In its complaint against Walters, the S.E.C. seems to have highlighted Mickelson’s involvement in the case. But ultimately, it merely named him a “relief defendant,” meaning that all he had to do was return the money he had made from the Dean Foods trade, plus interest. He readily agreed. (The total is about $1.03 million.)

A spokesman for Mickelson issued a statement Thursday in which he said that Mickelson didn’t want to “benefit from any transaction that the S.E.C. sees as questionable.” He added that Mickelson regretted any “appearance” that he had fallen short of “the high professional and ethical standards that the companies he represents expect of their employees, associates and Phil himself.”

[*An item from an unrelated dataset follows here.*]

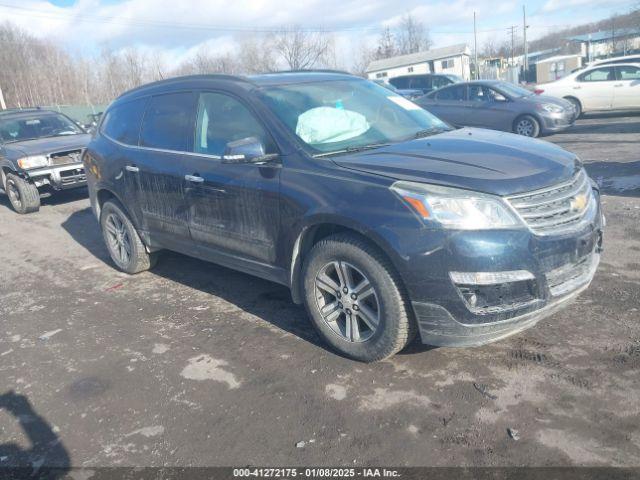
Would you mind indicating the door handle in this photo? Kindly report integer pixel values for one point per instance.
(193, 179)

That should do the trick: Several of the companies Mickelson endorses have already said they’ll stick with him. For Mickelson, this too shall pass — and probably pretty quickly. Still, given the set of facts laid out by the government, it’s a little hard to believe that he didn’t know what he was doing.

The government won’t explicitly say the Newman case caused the government to back away from bringing charges against Mickelson. But at his news conference on Thursday, after declining to comment on that very question, Bharara did say this: “Conduct we think is nefarious, and undermines faith in the market and the fairness of the markets, will not be able to be prosecuted because of the Newman decision.”

On Thursday, Phil Mickelson became Exhibit A.